It is 1952 in Kampala, Uganda, and a slight young student with a leg brace left from a bout of polio walks haltingly up to the main building of Makerere College. She is about to earn her third master’s degree in a place with few whites and fewer women. By 1958, she will have her doctorate from Oxford.
In 1971, Dr. Margaret Bates will join the New College faculty and teach political science until she retires in 1995. During the tenuous years of 1989 to 1992, she accepts the role of interim provost of the college.
I wish I had inquired of her which of these times in her life she felt required the most courage.
Those are the thoughts that come to mind for Mary Ruiz ’73 when asked for her impressions of Professor Bates – best known as Peggy. Despite her international reputation as a scholar of African history and politics, and international relations, Bates was best known and beloved for her commitment to her students, colleagues and to New College.
Throughout her career, she combined compassion with exacting standards for scholarship. “Our professor was both formidable and familiar. Without exception, we all knew when we should call her ‘Dr. Bates’ and when we could call her ‘Peggy,’” Ruiz said.
Her commitment went beyond the classroom, to her eagerness to live in the Pei Dorms – “with a set of ear plugs and a stack of romance novels at her bedside,” Ruiz said.
She would open her apartment, both every Tuesday night to students, and to host a seminar, complete with continental breakfast, for her senior political science students. It felt like a home away from home, Ruiz said. “Looking back now, I feel perhaps we gave Peggy, who never married or had children of her own, the same sense of family she gave to us.
Professor Bob Benedetti, who taught the seminar with her, said her warmth extended to her fellow faculty members as well. “She accepted students and colleagues alike as a community of scholars,” he said. “Everyone was welcome at Peggy’s apartment.”
He arrived at New College a year before Bates, and the two new political scientists formed a close bond.
“Peggy adopted my wife, Susan, and me from the beginning,” he recalled. They learned to enjoy her Indian dishes and Pimm’s No. 1 Cup on the weekends, and she introduced them to opera, which became a passion. When their daughter Beth was born in 1977, Bates was an easy choice as her godmother.
“Each of us has our stories of how she gave us personal support as well as academic discipline,” Ruiz said. “Truthfully, Peggy was tougher on the women. I think Dr. Bates well knew the world for which she was trying to prepare us.”

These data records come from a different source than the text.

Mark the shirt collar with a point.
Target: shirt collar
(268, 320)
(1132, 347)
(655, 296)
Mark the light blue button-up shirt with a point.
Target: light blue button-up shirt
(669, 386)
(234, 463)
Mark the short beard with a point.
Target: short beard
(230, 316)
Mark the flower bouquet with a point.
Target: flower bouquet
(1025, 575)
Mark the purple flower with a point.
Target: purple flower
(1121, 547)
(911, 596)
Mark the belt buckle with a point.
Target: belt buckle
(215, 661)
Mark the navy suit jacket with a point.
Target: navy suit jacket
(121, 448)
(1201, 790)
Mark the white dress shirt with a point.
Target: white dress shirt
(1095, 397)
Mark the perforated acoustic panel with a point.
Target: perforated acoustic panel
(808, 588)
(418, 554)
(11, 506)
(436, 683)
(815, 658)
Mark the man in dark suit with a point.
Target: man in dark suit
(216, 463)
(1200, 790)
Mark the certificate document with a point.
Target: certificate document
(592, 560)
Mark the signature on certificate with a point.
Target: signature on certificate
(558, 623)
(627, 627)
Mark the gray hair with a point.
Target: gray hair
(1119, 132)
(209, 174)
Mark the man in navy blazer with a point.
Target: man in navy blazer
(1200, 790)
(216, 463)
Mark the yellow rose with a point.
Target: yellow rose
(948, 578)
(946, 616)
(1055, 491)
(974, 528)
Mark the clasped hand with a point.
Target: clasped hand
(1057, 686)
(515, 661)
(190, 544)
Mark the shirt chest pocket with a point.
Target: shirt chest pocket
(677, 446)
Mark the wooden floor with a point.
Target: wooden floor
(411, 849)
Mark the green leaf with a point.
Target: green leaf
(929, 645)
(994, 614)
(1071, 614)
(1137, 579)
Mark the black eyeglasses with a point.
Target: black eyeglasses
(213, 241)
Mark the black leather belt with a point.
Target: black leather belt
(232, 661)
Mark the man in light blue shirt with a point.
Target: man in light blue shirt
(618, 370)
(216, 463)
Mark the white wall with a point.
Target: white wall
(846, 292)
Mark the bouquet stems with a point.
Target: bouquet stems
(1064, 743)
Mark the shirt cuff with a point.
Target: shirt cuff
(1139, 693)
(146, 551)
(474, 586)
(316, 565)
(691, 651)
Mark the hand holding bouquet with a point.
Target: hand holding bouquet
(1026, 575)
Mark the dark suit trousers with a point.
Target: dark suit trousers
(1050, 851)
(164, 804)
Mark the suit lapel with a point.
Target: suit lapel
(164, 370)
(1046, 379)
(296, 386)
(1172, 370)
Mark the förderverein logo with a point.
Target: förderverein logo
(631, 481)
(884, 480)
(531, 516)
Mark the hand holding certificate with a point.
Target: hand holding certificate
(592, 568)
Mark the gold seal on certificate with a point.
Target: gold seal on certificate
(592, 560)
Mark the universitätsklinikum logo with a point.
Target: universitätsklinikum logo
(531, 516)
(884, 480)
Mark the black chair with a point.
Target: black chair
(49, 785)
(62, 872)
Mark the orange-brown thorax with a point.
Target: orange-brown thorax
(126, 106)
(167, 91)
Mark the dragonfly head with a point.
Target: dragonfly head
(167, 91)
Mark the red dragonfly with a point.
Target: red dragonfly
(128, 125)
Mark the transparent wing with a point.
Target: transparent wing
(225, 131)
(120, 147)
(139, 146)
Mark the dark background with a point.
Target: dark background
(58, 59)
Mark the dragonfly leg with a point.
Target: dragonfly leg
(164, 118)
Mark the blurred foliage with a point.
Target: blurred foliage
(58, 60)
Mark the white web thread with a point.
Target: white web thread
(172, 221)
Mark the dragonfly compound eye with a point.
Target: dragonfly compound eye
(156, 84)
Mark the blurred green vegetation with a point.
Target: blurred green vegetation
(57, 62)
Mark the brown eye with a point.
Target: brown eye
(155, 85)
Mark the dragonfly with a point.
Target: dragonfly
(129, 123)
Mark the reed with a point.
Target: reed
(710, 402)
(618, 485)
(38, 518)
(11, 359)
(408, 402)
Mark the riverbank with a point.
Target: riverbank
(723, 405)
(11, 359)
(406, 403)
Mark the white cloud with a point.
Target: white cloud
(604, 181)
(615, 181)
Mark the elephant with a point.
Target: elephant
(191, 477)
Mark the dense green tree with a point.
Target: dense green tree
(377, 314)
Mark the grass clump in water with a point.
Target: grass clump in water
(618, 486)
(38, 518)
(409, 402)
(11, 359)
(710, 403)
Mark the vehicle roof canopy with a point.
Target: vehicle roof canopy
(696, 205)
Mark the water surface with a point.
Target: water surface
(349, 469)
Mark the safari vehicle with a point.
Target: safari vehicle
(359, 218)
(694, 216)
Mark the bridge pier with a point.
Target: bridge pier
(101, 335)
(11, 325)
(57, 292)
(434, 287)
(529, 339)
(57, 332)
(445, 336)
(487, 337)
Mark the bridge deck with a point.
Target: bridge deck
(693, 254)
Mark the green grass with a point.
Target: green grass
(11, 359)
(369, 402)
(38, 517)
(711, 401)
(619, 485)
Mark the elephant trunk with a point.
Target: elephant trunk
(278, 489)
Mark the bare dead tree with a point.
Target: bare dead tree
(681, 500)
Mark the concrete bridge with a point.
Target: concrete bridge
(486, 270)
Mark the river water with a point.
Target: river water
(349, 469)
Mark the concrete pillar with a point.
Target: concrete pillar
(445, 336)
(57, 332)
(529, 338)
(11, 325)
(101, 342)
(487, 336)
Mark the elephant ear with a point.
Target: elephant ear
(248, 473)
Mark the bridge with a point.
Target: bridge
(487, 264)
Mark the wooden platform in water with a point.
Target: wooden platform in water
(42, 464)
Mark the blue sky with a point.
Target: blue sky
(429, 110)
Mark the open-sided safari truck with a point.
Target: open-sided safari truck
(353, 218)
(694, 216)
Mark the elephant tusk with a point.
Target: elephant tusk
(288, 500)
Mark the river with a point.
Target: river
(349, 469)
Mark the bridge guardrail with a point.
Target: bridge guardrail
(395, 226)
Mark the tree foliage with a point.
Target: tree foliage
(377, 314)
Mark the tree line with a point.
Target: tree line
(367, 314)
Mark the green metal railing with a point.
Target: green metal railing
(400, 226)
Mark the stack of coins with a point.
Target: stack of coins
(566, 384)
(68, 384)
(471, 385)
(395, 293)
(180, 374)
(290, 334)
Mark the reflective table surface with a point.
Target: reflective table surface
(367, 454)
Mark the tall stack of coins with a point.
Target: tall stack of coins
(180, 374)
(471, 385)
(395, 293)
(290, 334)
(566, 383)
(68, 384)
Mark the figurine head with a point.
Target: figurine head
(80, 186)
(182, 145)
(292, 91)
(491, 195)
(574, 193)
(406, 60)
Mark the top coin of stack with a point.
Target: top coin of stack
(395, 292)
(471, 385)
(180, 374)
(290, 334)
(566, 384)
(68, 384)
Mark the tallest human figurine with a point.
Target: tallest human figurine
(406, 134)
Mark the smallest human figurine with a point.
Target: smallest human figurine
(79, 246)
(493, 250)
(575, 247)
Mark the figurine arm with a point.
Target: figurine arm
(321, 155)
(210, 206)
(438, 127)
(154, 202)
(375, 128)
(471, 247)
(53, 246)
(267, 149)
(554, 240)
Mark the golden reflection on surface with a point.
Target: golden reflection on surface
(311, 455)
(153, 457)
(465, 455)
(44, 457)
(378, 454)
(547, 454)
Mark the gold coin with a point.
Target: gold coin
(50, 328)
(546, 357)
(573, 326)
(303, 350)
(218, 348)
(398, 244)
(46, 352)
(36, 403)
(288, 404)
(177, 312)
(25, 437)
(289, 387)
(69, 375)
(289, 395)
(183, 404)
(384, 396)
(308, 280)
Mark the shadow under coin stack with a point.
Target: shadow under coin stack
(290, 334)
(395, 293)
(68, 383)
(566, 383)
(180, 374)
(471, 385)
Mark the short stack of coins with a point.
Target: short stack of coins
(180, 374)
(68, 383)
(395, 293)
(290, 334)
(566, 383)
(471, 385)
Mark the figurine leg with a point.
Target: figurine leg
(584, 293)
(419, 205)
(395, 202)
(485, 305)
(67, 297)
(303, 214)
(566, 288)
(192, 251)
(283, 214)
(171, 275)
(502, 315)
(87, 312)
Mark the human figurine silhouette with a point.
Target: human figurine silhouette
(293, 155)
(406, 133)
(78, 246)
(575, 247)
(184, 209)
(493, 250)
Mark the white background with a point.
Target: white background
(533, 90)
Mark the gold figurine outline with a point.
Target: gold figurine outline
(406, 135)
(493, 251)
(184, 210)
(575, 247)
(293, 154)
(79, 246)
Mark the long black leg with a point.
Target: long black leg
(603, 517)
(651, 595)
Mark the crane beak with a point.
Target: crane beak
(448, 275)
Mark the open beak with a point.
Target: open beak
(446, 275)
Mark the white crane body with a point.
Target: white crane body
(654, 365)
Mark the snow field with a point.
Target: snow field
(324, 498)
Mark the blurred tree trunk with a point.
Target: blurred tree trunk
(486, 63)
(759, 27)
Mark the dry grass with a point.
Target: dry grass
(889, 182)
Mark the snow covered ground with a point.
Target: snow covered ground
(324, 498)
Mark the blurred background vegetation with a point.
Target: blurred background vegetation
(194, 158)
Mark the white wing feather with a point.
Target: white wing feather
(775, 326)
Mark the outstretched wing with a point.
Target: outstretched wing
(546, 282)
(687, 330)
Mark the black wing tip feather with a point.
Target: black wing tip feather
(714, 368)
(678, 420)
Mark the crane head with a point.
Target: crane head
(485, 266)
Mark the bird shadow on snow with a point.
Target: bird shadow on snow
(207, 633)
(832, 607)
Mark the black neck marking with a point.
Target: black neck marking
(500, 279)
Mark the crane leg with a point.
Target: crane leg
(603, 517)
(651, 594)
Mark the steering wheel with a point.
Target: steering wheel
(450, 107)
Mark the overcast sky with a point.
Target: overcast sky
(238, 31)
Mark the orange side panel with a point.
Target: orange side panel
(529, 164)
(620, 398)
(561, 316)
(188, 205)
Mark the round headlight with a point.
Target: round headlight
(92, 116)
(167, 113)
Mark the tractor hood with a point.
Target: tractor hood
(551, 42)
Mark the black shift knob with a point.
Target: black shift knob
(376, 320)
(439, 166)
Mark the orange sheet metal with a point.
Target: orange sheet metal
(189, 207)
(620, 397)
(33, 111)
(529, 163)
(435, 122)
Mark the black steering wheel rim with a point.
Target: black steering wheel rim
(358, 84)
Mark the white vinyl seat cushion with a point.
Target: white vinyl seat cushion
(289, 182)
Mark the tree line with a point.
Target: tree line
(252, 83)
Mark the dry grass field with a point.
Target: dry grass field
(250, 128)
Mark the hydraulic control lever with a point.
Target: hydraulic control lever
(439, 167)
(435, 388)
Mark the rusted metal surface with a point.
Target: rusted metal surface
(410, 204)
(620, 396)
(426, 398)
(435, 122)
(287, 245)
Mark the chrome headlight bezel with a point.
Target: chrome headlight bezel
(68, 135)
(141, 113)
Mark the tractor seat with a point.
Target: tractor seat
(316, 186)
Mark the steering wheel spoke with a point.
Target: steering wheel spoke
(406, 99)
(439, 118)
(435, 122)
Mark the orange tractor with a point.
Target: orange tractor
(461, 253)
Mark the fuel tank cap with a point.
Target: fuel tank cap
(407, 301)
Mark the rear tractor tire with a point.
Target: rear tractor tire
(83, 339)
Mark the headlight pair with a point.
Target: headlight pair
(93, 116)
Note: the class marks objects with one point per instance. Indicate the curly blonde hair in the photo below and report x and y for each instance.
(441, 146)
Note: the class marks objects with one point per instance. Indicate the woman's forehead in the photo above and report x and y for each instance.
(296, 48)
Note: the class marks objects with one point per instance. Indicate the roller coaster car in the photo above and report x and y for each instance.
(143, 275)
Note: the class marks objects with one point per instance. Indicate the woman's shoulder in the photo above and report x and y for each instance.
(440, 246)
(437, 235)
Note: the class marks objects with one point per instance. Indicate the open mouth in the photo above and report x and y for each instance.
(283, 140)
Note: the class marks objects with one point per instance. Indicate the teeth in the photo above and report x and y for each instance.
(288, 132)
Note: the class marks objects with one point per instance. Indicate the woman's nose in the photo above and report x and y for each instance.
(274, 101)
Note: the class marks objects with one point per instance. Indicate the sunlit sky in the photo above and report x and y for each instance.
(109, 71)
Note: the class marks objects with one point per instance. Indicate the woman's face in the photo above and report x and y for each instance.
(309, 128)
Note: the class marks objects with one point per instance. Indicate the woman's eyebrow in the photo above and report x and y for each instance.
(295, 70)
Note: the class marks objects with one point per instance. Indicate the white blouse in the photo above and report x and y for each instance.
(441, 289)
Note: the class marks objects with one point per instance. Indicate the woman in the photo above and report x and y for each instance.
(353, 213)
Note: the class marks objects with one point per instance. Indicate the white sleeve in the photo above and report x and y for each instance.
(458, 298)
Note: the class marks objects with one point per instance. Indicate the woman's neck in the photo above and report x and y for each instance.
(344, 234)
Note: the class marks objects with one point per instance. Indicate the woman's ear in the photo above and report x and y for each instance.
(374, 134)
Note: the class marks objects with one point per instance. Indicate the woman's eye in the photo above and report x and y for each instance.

In the end, her lessons lasted far longer than what she taught in the classroom or shared over meals in her apartment.
“I wish I had inquired of Peggy which of the times in her life she felt required the most courage, because she was courageous in everything she did,” Ruiz said. “I still use her example of a woman’s brand of courage as a touchstone in my life.”
The Benedettis stayed in touch with Bates after they left New College in 1989, often talking on the phone for hours as she kept them updated her beloved New College and colleagues and students.
“A few days before she died, I called to find her reading a favorite book, Garrett Mattingly’s The Spanish Armada,” Benedetti said. “She told me that she had read it many times; it was an old friend, but it was now time to say good-bye.”